Using a range of case studies and field visits this module enables participants to identify the key elements of building interiors including architectural features, fixtures, fittings and associated furniture and collections and be able to describe, record and report on them describe them using appropriate terminology. This field data will enable participants to undertake critical, reasoned analysis of the interiors of historic buildings identifying style(s), materials, construction methods  and sequence of construction or modification.

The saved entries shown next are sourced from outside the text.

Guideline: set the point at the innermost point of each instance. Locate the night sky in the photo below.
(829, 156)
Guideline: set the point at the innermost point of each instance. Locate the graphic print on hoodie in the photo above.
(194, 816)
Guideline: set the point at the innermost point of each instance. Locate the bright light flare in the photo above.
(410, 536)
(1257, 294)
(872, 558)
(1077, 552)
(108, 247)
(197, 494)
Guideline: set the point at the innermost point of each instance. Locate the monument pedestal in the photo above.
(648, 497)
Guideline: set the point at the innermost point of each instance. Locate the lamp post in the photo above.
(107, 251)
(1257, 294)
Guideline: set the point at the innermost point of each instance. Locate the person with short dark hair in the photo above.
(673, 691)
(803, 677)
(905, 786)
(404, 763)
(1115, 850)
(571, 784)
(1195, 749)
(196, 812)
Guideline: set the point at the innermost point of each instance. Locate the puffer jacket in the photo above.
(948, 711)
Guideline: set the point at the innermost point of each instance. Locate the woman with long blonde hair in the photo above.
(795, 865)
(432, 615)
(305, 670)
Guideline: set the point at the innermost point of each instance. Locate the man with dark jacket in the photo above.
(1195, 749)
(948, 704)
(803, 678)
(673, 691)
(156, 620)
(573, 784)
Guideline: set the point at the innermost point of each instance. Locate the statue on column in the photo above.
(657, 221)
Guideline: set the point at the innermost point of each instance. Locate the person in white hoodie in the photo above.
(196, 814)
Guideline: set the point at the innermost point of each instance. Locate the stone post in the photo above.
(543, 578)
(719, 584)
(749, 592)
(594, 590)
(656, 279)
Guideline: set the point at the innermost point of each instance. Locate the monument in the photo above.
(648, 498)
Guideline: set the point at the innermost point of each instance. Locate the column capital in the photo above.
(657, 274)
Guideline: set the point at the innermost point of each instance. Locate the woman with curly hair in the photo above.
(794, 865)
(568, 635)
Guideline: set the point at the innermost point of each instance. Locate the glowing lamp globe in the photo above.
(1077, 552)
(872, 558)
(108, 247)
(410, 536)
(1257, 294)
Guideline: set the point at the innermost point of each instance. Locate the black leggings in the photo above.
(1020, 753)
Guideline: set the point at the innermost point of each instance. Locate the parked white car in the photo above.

Interiors may also house extensive collections – some contemporary with the interior, others added later and may have resulted in the remodelling of the spaces. These collections are again a reflection of the history of the interior and the changing fashions, tastes and interests of the occupants.

Attention will therefore be paid to the collections housed in building interiors and the methods for assessing both historical significance and conservation challenges and issues. 

Particular attention will be paid to the assessment of both building and collection condition and the methods which may be used to monitor that condition and, where required, to specify appropriate conservation measures.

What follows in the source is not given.